Helping displaced tribes to be focus of new govt policy under NGHM
The Centre has drafted a resettlement policy framework and a tribal development plan to help tribespeople displaced by green national highway corridors. The policy comes against the backdrop of concerns over possible loss of livelihoods and shelter for Scheduled Tribes living in selected stretches of the highways.
The aim of the policy is to avoid adverse impact on such area to the extent possible. Where it is unavoidable, project officials will consult the local gram sabha/panchayat for obtaining their broad support for initiating land acquisition.
“The objective is to design and implement projects in a way that fosters full respect for Indigenous People’s dignity, human rights, and cultural uniqueness and so that they: (a) receive culturally compatible, gender and inter-generationally inclusive social and economic benefits; and (b) avoid adverse effects during the development process, or if not feasible ensure that these are minimized, mitigated or compensated,” according to the policy, a copy of which has been seen by HT. The National Green Highways Mission (NGHM), under the transport ministry’s Green Highways Policy, was launched in September 2015 to expand the highway network and ensure plantations along the roads.
“The green corridors, relevant from both climate mitigation and adaptation perspective, are being seen as a solution to fulfil India’s commitment for voluntary reduction of carbon emissions,” according to the ministry.
So far, more than 5,000 km of avenue plantation works worth Rs 650 crore have been executed. Tribespeople have borne the brunt of development projects. Although scheduled tribes make up only 8.2% of the total population, they constitute 55% of the people displaced since independence due to the construction of dams, mines, industrial development projects and the creation of wildlife parks and sanctuaries, according to a study by the Centre for Policy Research on land rights.
“Poverty and landlessness is rampant among the STs. 51% of all STs are below the poverty line compared to 40.2% for the national average, and 65% of the STs are landless as per the 2011 Census...this group has disproportionately borne the burden of economic development,” it said.
Under the Scheduled Tribes and Other Traditional Forest Dwellers (Recognition of Forest Rights) Act, 2006, unless otherwise provided, no member of a forest-dwelling ST or other forest-dwelling communities shall be evicted from the land under their occupation until the recognition and verification procedure is completed.

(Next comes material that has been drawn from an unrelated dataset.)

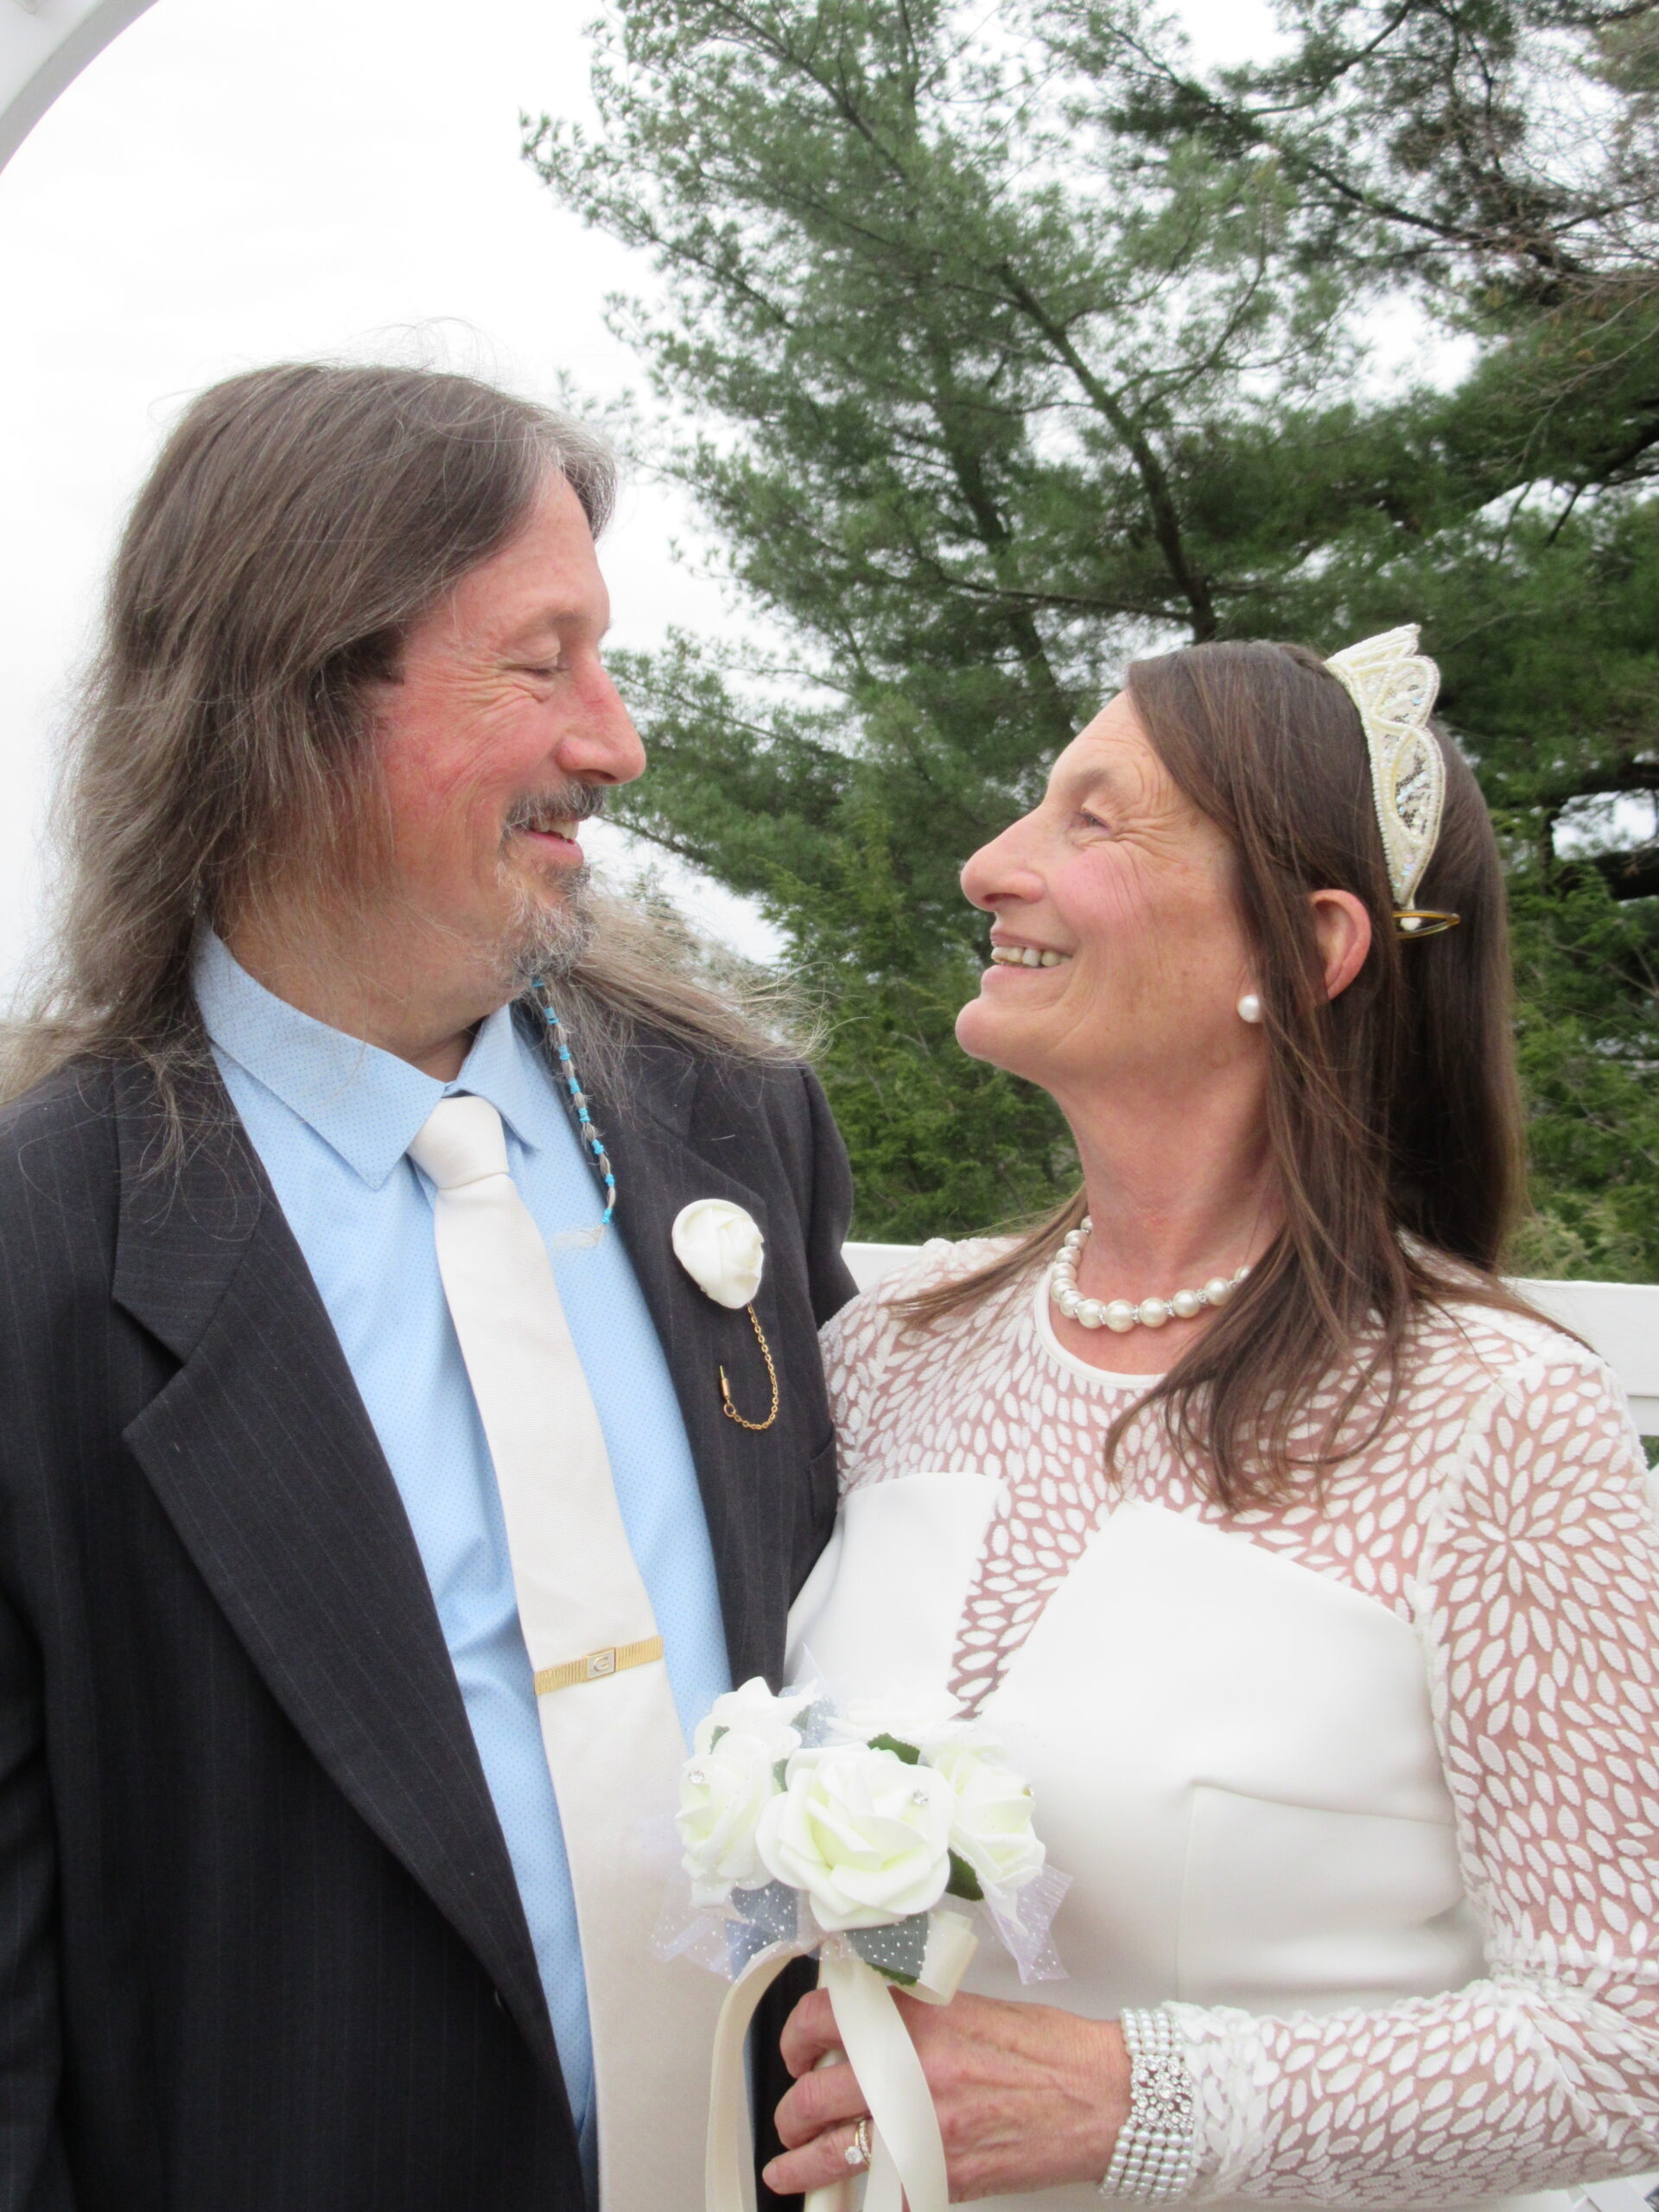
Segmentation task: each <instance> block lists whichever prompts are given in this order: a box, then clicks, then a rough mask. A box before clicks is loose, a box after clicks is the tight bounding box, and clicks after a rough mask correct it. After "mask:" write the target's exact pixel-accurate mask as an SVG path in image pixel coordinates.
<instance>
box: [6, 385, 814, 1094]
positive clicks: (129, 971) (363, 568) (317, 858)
mask: <svg viewBox="0 0 1659 2212" xmlns="http://www.w3.org/2000/svg"><path fill="white" fill-rule="evenodd" d="M549 469H557V471H560V473H562V476H564V480H566V482H568V484H571V489H573V491H575V495H577V500H580V502H582V509H584V513H586V518H588V526H591V529H593V533H595V535H597V533H599V531H602V529H604V524H606V520H608V515H611V507H613V500H615V460H613V456H611V449H608V445H606V442H604V440H602V438H597V436H595V434H593V431H591V429H584V427H582V425H577V422H571V420H566V418H564V416H557V414H553V411H551V409H546V407H540V405H533V403H529V400H522V398H515V396H511V394H507V392H500V389H495V387H491V385H484V383H478V380H476V378H471V376H453V374H442V372H434V369H394V367H345V365H321V363H285V365H281V367H268V369H254V372H250V374H246V376H232V378H228V380H226V383H219V385H215V387H212V389H208V392H204V394H201V396H199V398H197V400H195V403H192V405H190V407H188V409H186V414H184V418H181V420H179V425H177V429H175V431H173V436H170V438H168V442H166V447H164V449H161V456H159V460H157V465H155V469H153V471H150V478H148V482H146V484H144V489H142V493H139V498H137V502H135V507H133V515H131V520H128V524H126V533H124V538H122V544H119V553H117V557H115V568H113V575H111V586H108V604H106V615H104V635H102V646H100V653H97V657H95V664H93V668H91V675H88V681H86V688H84V697H82V706H80V712H77V717H75V726H73V737H71V748H69V759H66V768H64V776H62V785H60V825H62V827H60V841H62V854H64V876H62V894H60V927H58V931H55V936H53V953H51V967H49V969H46V973H44V978H42V982H40V989H38V993H35V1000H33V1006H31V1011H29V1015H27V1018H24V1020H20V1022H18V1024H13V1026H11V1033H9V1040H7V1053H4V1066H2V1068H0V1095H7V1097H15V1095H18V1093H22V1091H27V1088H31V1086H33V1084H38V1082H40V1079H42V1077H46V1075H51V1073H53V1071H55V1068H60V1066H64V1064H69V1062H71V1060H80V1057H86V1055H93V1057H106V1060H142V1062H146V1064H148V1068H150V1073H153V1077H155V1082H157V1088H159V1093H161V1099H164V1104H166V1106H168V1113H170V1115H173V1117H175V1119H177V1099H179V1079H181V1075H184V1073H186V1068H192V1066H195V1068H199V1066H201V1064H204V1057H206V1040H204V1033H201V1022H199V1015H197V1006H195V995H192V989H190V960H192V945H195V940H197V933H199V929H204V927H208V925H212V927H219V929H221V931H223V929H226V927H230V925H234V920H237V918H239V916H250V914H254V911H261V907H263V905H265V900H272V902H274V911H283V914H292V911H294V905H296V902H299V905H303V902H305V900H336V898H338V896H341V894H343V891H349V887H352V885H354V883H361V880H363V876H365V869H367V867H369V865H372V860H374V847H376V841H378V836H380V834H383V830H385V821H383V805H380V783H378V763H376V748H374V734H372V723H369V710H367V701H365V690H367V686H369V684H372V681H376V679H387V677H396V672H398V664H400V650H403V639H405V635H407V633H409V628H411V624H414V622H418V619H420V617H422V615H425V613H427V611H429V608H434V606H436V604H438V602H440V599H442V597H445V595H447V593H449V591H451V588H453V586H456V584H458V582H460V577H465V575H467V573H469V571H471V568H476V566H478V564H480V562H484V560H489V557H491V555H493V553H495V551H500V549H502V546H504V544H507V542H509V540H511V538H513V535H515V533H518V531H520V526H522V524H524V522H526V520H529V513H531V509H533V504H535V498H538V493H540V489H542V484H544V480H546V471H549ZM595 920H597V929H595V931H593V942H591V949H588V951H586V953H584V958H582V960H580V964H577V969H575V973H573V975H571V978H566V980H564V982H562V987H560V991H562V1000H564V1002H566V1006H562V1011H566V1009H568V1011H566V1020H571V1018H573V1020H575V1026H577V1029H580V1033H582V1035H584V1046H586V1048H588V1053H591V1057H597V1060H599V1062H602V1064H606V1062H611V1064H615V1051H617V1048H619V1044H624V1042H626V1037H628V1035H630V1033H633V1029H635V1026H637V1024H646V1026H650V1029H657V1031H666V1033H670V1035H677V1037H681V1040H686V1042H692V1044H695V1046H706V1048H710V1051H719V1053H728V1055H730V1053H737V1055H743V1057H750V1055H761V1057H772V1055H774V1053H779V1051H783V1046H776V1044H772V1042H770V1037H768V1035H765V1031H763V1029H761V1026H757V1022H752V1020H750V1018H748V1013H745V1011H743V1009H741V1006H737V1004H732V1002H728V1000H726V998H717V995H714V993H710V991H706V989H703V987H701V984H699V980H697V975H695V971H692V964H690V962H688V960H686V958H684V945H675V940H672V933H664V931H661V929H659V927H653V922H650V920H646V918H639V916H635V914H630V911H628V909H626V907H622V905H619V902H606V900H599V902H595Z"/></svg>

During the initial social impact assessment of four candidate roads in Andhra Pradesh, Rajasthan and Himachal Pradesh, the transport ministry observed adverse social impact including loss of fertile agricultural land, “loss of structures used for residential, commercial and other purposes and associated loss of livelihood i.e., loss of livelihood due to impacts on sources of earning.”
A social impact assessment is undertaken on each road project to determine the magnitude of displacement and prospective losses, identify vulnerable groups, and prepare a resettlement and rehabilitation programme. Under the policy’s tribal redevelopment plan; the Centre has to provide resettlement entitlements, ensure that rehabilitation grants are used for productive purposes, provide training for the skill upgrading of tribespeople. It has to train the locals in better and more productive agricultural development and Involve NGOs in implementing successful income generation plans among others.
The policy also states that a micro plan shall be prepared for all the project-affected individuals. It will contain information on the extent of losses under various heads. The micro plan will be prepared by an NGO and submitted to the authority for approval. “The Authority with or without involvement of the District Collector Office as applicable will approve the micro plan for disbursement of assistance to entitled persons,” the policy states.